Em tese, esse tipo de empresa pode atuar como originadora, estruturadora, parceira tecnológica ou canal de distribuição de estruturas tokenizadas. Mas esse papel precisa ser definido com cuidado.
A depender da forma de atuação, podem surgir discussões envolvendo oferta pública, intermediação, distribuição de valores mobiliários, prestação de serviços de ativos virtuais, responsabilidades perante investidores e obrigações regulatórias específicas.
Quanto mais relevante for o papel da plataforma na captação ou distribuição da operação, maior deve ser o cuidado regulatório.
O que a tokenização não resolve
Também é importante reconhecer os limites da tokenização. Ela não resolve, por si só, problemas de viabilidade econômica do projeto. Não substitui análise de crédito. Não elimina riscos regulatórios. Não dispensa contratos bem elaborados. Não corrige uma estrutura societária frágil. Não transforma uma captação irregular em uma operação lícita.

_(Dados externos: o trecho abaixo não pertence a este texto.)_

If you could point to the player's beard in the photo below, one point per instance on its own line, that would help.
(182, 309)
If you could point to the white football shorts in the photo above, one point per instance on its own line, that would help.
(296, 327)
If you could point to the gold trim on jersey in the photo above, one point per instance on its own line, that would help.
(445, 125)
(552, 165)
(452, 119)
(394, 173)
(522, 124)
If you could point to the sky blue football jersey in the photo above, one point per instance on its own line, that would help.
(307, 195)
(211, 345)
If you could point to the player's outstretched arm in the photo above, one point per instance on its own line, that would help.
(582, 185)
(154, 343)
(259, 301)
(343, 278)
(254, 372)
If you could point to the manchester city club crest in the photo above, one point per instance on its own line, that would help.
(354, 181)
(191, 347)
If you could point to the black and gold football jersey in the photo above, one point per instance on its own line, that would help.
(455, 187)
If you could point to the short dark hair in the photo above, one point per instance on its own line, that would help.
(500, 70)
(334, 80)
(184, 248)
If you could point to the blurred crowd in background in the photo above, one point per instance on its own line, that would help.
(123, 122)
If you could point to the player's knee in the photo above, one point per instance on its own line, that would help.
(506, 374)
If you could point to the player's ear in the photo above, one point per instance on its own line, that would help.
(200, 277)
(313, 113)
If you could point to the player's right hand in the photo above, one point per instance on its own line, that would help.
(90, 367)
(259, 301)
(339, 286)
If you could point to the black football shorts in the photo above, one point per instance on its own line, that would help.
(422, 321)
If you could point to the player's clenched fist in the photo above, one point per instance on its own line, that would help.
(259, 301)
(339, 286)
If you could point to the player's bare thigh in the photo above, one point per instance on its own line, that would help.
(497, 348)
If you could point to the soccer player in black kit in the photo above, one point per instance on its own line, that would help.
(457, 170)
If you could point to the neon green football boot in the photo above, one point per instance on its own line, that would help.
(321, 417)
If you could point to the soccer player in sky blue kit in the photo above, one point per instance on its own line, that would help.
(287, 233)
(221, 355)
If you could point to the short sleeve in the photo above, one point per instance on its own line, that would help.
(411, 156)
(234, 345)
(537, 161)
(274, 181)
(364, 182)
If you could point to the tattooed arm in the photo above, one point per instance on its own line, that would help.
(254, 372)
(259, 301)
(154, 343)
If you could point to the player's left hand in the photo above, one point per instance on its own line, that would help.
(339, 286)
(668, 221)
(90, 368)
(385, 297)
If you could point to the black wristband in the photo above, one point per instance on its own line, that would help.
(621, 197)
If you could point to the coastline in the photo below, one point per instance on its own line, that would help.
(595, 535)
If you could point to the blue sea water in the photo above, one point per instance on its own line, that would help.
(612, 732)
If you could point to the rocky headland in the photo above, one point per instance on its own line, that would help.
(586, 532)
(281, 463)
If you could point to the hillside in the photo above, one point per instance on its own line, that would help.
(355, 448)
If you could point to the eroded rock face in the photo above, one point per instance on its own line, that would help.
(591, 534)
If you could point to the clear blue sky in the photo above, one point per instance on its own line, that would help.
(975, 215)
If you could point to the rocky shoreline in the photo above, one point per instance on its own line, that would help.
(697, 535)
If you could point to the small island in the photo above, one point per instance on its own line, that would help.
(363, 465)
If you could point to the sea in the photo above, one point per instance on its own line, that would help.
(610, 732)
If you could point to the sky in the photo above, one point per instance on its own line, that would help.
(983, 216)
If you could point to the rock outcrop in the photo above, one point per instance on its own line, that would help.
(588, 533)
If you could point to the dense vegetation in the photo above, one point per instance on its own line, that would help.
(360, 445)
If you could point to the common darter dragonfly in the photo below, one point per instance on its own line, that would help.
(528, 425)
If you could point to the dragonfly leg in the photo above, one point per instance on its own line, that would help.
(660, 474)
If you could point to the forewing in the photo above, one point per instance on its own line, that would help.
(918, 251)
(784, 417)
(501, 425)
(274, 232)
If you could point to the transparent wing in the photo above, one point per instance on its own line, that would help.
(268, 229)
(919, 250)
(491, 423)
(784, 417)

Essa visão é essencial para que o debate amadureça. A tokenização tem potencial, mas apenas quando inserida em uma estrutura sólida.
Conclusão
A tokenização dificilmente será uma solução universal para o financiamento da geração distribuída de energia. Também não deve substituir, no curto prazo, instrumentos tradicionais que já cumprem papel relevante no financiamento do setor.
Mas parece razoável afirmar que ela pode ampliar o conjunto de alternativas disponíveis para determinados projetos, especialmente quando utilizada como parte de uma estrutura jurídica, financeira e regulatória cuidadosamente desenhada.
O debate, portanto, não deve ser conduzido a partir da pergunta “é possível tokenizar?”. Em muitos casos, a resposta técnica será sim. A pergunta realmente importante é outra.
A tokenização melhora a estrutura de financiamento, amplia o acesso a capital ou cria eficiência relevante para o projeto? Quando a resposta for positiva, o tema merece ser estudado com seriedade.
Porque, em um mercado que precisa financiar expansão, novas formas de organizar capital podem se tornar tão relevantes quanto novas formas de gerar energia.